Derive the Nernst equation for the following galvanic cell: $Ni_{(s)}|Ni_{(aq)}^{2+}\parallel Ag_{(aq)}^{+}|Ag_{(s)}$

(N/A) The cell reaction is as follows:
Anode (Oxidation): $Ni_{(s)} \rightarrow Ni_{(aq)}^{2+} + 2e^{-}$
Cathode (Reduction): $2Ag_{(aq)}^{+} + 2e^{-} \rightarrow 2Ag_{(s)}$
Overall Redox reaction: $Ni_{(s)} + 2Ag_{(aq)}^{+} \rightarrow Ni_{(aq)}^{2+} + 2Ag_{(s)}$
Here,$n = 2$ (number of electrons transferred).
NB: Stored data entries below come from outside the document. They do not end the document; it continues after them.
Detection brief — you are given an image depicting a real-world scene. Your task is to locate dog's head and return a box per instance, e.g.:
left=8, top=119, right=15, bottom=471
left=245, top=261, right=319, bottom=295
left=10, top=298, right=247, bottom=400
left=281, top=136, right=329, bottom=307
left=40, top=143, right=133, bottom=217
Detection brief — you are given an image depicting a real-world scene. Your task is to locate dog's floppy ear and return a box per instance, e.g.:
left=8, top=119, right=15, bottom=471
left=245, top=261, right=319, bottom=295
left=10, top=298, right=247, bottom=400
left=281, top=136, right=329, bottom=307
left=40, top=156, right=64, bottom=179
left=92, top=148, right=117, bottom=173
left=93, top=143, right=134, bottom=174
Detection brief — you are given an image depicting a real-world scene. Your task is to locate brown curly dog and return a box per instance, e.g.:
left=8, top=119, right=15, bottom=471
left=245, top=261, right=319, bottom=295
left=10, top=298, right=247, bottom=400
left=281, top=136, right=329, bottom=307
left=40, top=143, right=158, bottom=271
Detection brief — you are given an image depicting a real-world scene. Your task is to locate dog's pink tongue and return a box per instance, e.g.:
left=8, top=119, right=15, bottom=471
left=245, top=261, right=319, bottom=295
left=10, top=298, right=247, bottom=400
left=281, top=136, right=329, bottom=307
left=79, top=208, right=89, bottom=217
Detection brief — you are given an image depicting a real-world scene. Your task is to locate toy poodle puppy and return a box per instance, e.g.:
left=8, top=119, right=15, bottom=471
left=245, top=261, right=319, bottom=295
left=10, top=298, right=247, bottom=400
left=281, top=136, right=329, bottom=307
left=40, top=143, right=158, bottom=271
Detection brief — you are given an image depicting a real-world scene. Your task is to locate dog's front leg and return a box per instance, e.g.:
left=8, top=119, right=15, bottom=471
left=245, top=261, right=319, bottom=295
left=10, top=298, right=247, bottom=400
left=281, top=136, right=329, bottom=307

The Nernst equation is given by: $E_{cell} = E_{cell}^{\theta} - \frac{RT}{nF} \ln Q$
Substituting the values: $E_{cell} = E_{cell}^{\theta} - \frac{RT}{2F} \ln \frac{[Ni_{(aq)}^{2+}]}{[Ag_{(aq)}^{+}]^{2}}$
At $298 \ K$,converting to $\log_{10}$: $E_{cell} = E_{cell}^{\theta} - \frac{0.0591}{2} \log_{10} \frac{[Ni_{(aq)}^{2+}]}{[Ag_{(aq)}^{+}]^{2}}$